OMG. Watching this guy work makes me want to crawl under a bed and hide. I really admire such skill. Thanks a million for the vid. He is many, many, many levels ahead of me. I would have made a great farmer....I can fab anything, or repair anything mechanical....just don't ask for pretty or tight tolerances.

(I did have a hydroponic farming op in my basement for a while....but it was for hot peppers. And my wife shut me down because she was afraid the cops were going to kick in our door. If I had lived in Arizona or New Mexico, I could o' been a Habanero contender!)

Thanks Tom. I'm half way to a Red Green solution to my problem...I will post when I get there.


----------



## PeterT (Feb 18, 2017)

Tom.O I might just take you up on a sample just to experiment. Are you using it for similar application yourself? I wasn't sure where to get the stuff but I'm a long ways off that stage still. Fortunately my curves aren't super radical. But that's what everyone says until they start kinking tubing. My exhaust stacks are 90-ish type radial bends that point rearward, maybe 1" long. The induction tubes are kind of funky though. They are maybe 3" long, start from the carb manifold in rear of engine & come up to the other side of the head so it looks like a 5-legged spider.
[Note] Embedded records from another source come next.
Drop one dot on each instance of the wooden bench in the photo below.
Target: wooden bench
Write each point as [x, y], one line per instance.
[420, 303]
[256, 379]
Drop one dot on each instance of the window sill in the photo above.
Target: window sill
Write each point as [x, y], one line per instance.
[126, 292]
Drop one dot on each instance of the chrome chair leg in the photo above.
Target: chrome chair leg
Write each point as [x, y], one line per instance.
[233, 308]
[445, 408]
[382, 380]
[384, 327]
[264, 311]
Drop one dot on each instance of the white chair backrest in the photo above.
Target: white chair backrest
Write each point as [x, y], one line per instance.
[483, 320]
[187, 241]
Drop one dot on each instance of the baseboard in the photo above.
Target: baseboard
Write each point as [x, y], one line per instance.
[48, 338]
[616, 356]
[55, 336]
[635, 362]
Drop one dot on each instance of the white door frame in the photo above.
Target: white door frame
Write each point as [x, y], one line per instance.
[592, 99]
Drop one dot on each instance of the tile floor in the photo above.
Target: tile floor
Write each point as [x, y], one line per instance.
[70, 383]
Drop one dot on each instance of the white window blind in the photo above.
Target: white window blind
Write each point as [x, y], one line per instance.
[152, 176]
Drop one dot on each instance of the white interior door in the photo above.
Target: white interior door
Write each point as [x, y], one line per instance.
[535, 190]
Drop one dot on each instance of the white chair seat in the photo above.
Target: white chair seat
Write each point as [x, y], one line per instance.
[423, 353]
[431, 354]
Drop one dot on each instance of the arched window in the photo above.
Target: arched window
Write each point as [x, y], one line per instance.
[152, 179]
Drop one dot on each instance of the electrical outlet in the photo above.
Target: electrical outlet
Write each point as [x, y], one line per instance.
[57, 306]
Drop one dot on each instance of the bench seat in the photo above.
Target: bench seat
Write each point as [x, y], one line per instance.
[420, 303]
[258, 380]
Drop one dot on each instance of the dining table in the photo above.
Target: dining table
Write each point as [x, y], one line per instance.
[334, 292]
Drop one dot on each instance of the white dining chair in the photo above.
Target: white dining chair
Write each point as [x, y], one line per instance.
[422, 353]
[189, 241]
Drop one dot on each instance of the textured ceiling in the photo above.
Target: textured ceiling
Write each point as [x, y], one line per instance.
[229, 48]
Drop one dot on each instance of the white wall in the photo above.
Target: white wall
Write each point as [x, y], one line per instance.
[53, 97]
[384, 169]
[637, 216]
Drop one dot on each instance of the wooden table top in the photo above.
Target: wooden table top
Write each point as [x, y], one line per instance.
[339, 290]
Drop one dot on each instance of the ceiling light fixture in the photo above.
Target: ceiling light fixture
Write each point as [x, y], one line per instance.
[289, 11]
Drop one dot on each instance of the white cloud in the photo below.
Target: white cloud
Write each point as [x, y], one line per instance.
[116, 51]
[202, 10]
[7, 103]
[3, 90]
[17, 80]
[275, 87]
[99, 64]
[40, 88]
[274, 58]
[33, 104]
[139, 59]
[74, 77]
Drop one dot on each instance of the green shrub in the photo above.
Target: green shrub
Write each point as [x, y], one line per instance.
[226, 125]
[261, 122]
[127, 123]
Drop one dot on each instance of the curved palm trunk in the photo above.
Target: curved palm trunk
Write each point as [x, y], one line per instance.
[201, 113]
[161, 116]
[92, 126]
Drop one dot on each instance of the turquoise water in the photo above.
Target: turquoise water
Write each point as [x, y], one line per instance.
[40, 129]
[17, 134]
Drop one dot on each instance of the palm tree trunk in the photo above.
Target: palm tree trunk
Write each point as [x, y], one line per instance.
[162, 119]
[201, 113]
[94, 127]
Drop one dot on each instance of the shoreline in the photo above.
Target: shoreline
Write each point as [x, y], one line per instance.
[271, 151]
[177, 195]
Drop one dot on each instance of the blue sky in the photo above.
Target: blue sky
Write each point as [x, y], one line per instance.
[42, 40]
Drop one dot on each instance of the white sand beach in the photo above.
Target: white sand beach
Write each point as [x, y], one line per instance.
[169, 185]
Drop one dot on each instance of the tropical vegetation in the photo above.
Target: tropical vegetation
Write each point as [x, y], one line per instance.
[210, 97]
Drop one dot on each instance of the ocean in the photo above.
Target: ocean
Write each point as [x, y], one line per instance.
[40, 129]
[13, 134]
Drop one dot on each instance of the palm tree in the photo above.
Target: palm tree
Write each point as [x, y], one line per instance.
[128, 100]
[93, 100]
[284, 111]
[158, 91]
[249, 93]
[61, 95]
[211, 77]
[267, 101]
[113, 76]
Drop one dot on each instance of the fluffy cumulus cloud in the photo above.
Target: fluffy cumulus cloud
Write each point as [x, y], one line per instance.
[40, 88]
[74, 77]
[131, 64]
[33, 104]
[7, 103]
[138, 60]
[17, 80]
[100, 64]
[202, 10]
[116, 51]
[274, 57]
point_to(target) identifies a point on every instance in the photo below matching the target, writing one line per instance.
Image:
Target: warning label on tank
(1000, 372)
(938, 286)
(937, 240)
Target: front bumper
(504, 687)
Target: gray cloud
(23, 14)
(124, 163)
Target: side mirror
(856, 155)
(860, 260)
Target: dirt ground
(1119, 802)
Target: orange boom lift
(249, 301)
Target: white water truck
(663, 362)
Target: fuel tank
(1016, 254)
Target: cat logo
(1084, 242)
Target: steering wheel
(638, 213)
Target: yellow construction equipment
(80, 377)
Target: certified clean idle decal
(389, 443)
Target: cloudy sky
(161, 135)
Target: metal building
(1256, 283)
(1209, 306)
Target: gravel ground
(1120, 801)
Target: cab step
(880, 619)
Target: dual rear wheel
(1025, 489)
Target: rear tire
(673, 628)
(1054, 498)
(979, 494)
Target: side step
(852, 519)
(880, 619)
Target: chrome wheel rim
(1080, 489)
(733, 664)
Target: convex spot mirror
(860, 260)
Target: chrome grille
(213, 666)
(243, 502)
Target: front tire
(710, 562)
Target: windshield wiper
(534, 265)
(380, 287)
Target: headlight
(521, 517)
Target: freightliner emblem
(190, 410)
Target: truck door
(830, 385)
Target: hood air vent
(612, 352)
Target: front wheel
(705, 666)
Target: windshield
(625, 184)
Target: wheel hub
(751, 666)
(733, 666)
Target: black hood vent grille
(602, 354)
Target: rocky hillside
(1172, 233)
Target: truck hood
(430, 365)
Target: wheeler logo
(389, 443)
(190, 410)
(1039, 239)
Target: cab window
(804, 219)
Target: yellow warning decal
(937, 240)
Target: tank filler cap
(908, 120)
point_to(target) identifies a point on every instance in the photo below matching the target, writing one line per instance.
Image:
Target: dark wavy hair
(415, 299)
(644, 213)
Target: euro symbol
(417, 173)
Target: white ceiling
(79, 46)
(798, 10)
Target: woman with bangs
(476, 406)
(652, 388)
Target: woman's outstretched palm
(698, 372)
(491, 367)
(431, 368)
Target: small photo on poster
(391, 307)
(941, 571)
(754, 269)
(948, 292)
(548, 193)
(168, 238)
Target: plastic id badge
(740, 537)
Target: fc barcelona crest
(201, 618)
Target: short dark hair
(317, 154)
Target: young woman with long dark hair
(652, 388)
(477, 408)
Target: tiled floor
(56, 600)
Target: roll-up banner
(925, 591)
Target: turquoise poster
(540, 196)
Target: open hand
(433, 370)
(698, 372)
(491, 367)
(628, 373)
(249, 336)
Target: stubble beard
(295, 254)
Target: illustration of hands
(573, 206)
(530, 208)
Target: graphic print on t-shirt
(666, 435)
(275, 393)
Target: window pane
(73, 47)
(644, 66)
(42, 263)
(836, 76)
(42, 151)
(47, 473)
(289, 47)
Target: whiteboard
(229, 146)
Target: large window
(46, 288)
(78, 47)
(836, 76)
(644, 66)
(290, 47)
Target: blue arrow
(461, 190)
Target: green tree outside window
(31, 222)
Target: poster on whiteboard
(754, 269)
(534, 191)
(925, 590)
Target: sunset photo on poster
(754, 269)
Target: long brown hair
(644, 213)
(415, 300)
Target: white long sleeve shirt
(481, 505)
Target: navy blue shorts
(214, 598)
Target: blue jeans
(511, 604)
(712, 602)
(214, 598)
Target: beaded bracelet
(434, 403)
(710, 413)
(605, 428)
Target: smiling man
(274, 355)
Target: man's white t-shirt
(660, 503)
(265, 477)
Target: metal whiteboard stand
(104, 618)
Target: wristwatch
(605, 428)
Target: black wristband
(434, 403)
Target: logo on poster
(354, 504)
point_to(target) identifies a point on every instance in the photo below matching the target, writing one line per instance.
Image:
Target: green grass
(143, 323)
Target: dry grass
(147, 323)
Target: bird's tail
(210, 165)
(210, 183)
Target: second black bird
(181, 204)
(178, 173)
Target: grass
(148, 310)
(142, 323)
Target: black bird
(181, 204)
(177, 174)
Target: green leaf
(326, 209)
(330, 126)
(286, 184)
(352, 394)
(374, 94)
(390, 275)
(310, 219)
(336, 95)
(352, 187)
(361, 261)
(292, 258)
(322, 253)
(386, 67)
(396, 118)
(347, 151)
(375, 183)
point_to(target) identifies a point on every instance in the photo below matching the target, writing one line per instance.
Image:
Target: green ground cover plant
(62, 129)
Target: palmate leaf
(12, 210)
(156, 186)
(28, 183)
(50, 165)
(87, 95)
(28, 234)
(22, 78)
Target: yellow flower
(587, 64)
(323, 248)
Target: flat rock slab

I bought some 8mm brake line which is a softer alloy. But I will still have to make a die block bending assembly with forming wheels that have half-circle cut outs, kind of look like a pulley wheel.

Coincidentally cerrobend is what Terry used on his 1/4 scale Merlin for a tubing job. (He's getting closer now. I might actually wet myself when it runs)
http://www.homemodelenginemachinist.com/showthread.php?p=290843#post290843

The usual pipe bending drama I see often
http://modelicengine.la.coocan.jp/k070402.htm

Yes I've seen that V8 Demon, that guy (Doc?) is on the IC build forums. If you like the auto stuff, here is a Good'er 1/3 scale V10
http://www.modelenginemaker.com/index.php/topic,3007.255.html

And this 1/3 scale GrandPrix Mercedes Benz is going to be awesome
http://www.modelenginemaker.com/index.php/topic,5142.30.html


----------



## PeterT (Feb 18, 2017)

I know the OP was about solid wire bending, but if tubing ever comes up on the project list, there seem to be different approaches depending on the application. I've seen some miniature versions of this style with an adjustable slider block. Youtube *Useful Tools Mandrel Tube Bender - Mk 3*. (He also makes a neat swaging tool). I've also seen some simpler tube bending assemblies with wheels & axles or the Swagelock principle. The common denominator seems to be tool profiles that closely match the tubing OD. Sorry for the departure.


----------



## CalgaryPT (Feb 18, 2017)

Departure forgiven and welcomed Peter. When I made my comment about getting schooled, I was thinking specifically about tubing. Years ago I bought the JD Squared bender w/ the a/hydraulic option. People new to bending should watch vids such as




that really illustrate the importance of wall support and bend radius. The first time I saw a 2", 1/4 wall tube being bent I had an "ahh haa" moment that may me appreciate the math and engineering behind this stuff.


----------



## Tom O (Feb 19, 2017)

I bought this with my grandaughter in mind for holding iregular shaped rocks for drilling as well as being prepared for any upcoming holding / bending issues. My father worked in the dnd shipyard he told us of using rosin to bend the big pipes.


----------